On September 6, 2017 Hurricane Irma devastated Saint-Maarten island with 300kph winds and 380kph gusts. 1,200 boats were sunk or suffered serious damages both at sea and on the ground. Several catamarans with length of 15 meters or more were capsized. Many docks at the marinas were destroyed and the workshops installed along the promenade lost their own work tools.

For Saint-Maarten, an island whose economy heavily relies on tourism and, of course, on boating industry, the situation is catastrophic.

The financial losses for the marine leisure segment are disastrous. More specifically, the operating loss for the 68 enterprises related to the boat industry is estimated to be above 45 million euros while the losses in terms of infrastructures and equipment amount to around 10 and 12 million euros respectively.

Today, three months since Hurricane Irma blew into the island, what’s the situation for the boating industry?

Boat insurances

There are still too many owners waiting for a report from their own insurance companies which will determine the amount of compensation they are entitled to. As for the yachtsmen who have not been paid yet, there’s a nasty surprise for them since the amounts proposed are expected to be far below the amount of money they actually need to repair their own boats.

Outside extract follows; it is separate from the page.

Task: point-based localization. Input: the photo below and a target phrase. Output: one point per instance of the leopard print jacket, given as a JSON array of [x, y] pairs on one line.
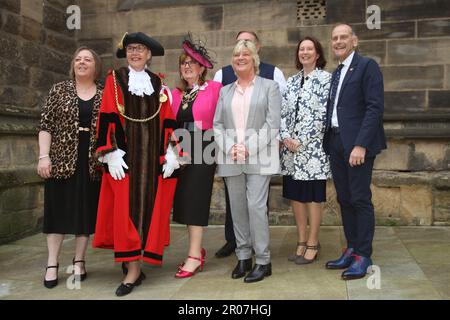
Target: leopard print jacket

At best, if they are covered by a complete boat insurance which includes hurricane disasters, they will be required to pay a deductible equal to 10% of the insured value. Then, an additional coefficient of age of around 10% per year will be applied on the property.

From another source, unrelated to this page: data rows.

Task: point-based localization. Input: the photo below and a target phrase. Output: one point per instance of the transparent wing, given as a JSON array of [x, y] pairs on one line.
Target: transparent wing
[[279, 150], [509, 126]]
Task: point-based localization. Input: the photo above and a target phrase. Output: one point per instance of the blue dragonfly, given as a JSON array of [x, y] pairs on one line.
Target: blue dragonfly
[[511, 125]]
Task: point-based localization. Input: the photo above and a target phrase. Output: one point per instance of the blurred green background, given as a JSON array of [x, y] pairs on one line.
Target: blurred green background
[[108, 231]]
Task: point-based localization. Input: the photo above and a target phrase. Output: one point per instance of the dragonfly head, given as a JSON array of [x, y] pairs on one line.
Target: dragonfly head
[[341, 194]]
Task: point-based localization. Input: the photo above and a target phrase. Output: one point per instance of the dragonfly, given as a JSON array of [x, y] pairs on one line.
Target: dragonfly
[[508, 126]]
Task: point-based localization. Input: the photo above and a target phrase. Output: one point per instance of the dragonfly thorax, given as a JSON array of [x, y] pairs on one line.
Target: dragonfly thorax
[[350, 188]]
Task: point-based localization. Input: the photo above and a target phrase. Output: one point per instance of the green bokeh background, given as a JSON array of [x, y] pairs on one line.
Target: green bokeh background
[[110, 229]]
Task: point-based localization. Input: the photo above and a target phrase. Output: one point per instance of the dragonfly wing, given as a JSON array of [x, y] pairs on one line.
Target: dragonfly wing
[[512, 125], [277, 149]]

In practical terms, this means that, for example, in the case of a 7-year-old boat insured for € 200,000.00, its owner will be required to pay off a deductible of € 20,000.00 plus a 10% coefficient of age for every single year of the boat itself. However, the boat suffers from damages worth € 70,000.00 ( € 50,000.00 for spare parts + € 20,000.00 for repairs).

This results into a ridiculous compensation: just € 15,000.00 [ € 50,000.00 – € 35,000.00 (10% coefficient of age x 7 years)] to which should be added € 20,000.00 for repairs for a total amount of € 35,000.00. Further € 20,000.00 will be finally deducted from the total in the form of a percentage on the boat value.

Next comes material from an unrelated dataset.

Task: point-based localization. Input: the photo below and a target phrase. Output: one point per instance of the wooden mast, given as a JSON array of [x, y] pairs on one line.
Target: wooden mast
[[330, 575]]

Consequently, even if covered by a complete boat insurance, the unlucky owner will receive just € 15,000.00, a very meager compensation if compared with his real need of € 70,000.00.


Furthermore, many insurance companies have announced that they want to leave the region, now considered too risky. Others, on the contrary, reinforce their contract terms and natural disasters coverages, including boat securing in case of hurricane. In addition, many insurance brokers have announced a 35% increase in insurance premiums, whose current value is already twice what provided to metropolitan areas. The new conditions will inevitably result into serious troubles for chartering and yachting operators.

Meanwhile, the question of the management of both uninsured and misinsured boats remains unsolved. Both repairs and disposals will be so unsustainable that many boat owners will end up abandoning their own boat in a shipyard or docked, as it often happened in 1995 after Hurricane Luis.

As for the unrepairable boats, the problem is the space available at the local shipyards on Saint-Maarten. A multitude of boats which were seriously damaged by the hurricane is still piled-up in four of the main shipyards of the island, waiting for compensation while an equal number of uninsured vessels delay the release in water in general. Other boats are rotting in the bottom of the lagoon, by compromising their possibility to come back sailing again. All shipyards look for additional space in order to meet requests but only some of them will actually succeed in coping with the situation. A situation which is further exacerbated by the fact that the Sandy Ground’s Bridge was completely destroyed by Irma and reparation works will start only in the next 4-6 months, which seriously threatens the survival of the local enterprises. For the time being, the only chance to get across the lagoon is offered by a passage located on the Dutch administered area of the island.

Situation of the marinas on the French area of Saint-Maarten

Amongst the four ports located on the French administered Saint-Martin-Irma-3area of the island, Marina Fort Luis is the only one which is currently functional with its 60 berths. The marina has announced that it would be 80% functional by the end of January.  Marina de l’Anse Marcel has re-established 20% of its capacity. Port La Royale and Captain Oliver’s were, on the contrary, completely destroyed by the hurricane and their reconstruction remains uncertain. Port La Royale and its service areas are currently used for boat storage.

Pollution Warning

Hundreds of sunken boats still lie on the bottom of Simpson Bay’s lagoon, a closed area whose coastline is sprinkled with numerous houses. These wrecks represent a real threat for the environment in an area which is too wet and fragile. A resolution in full compliance with the traditional anti-pollution measures is urgent and essential.

How to help Saint-Maarten

Some days after Hurricane Irma, FIN got the island and promptly collaborated with Métimer – the association of the sea professionals of Sain-Maarten island – to assess the damage suffered by yachting operators and offer the best possible help. FIN also offered Métimer stand H1 B 01 at the last Nautic Paris Boat Show to facilitate fruitful encounters, especially with the international press. Both FIN and Métimer hope that the big groups of the boating industry will promptly act in support of the boating industry of Saint-Maarten.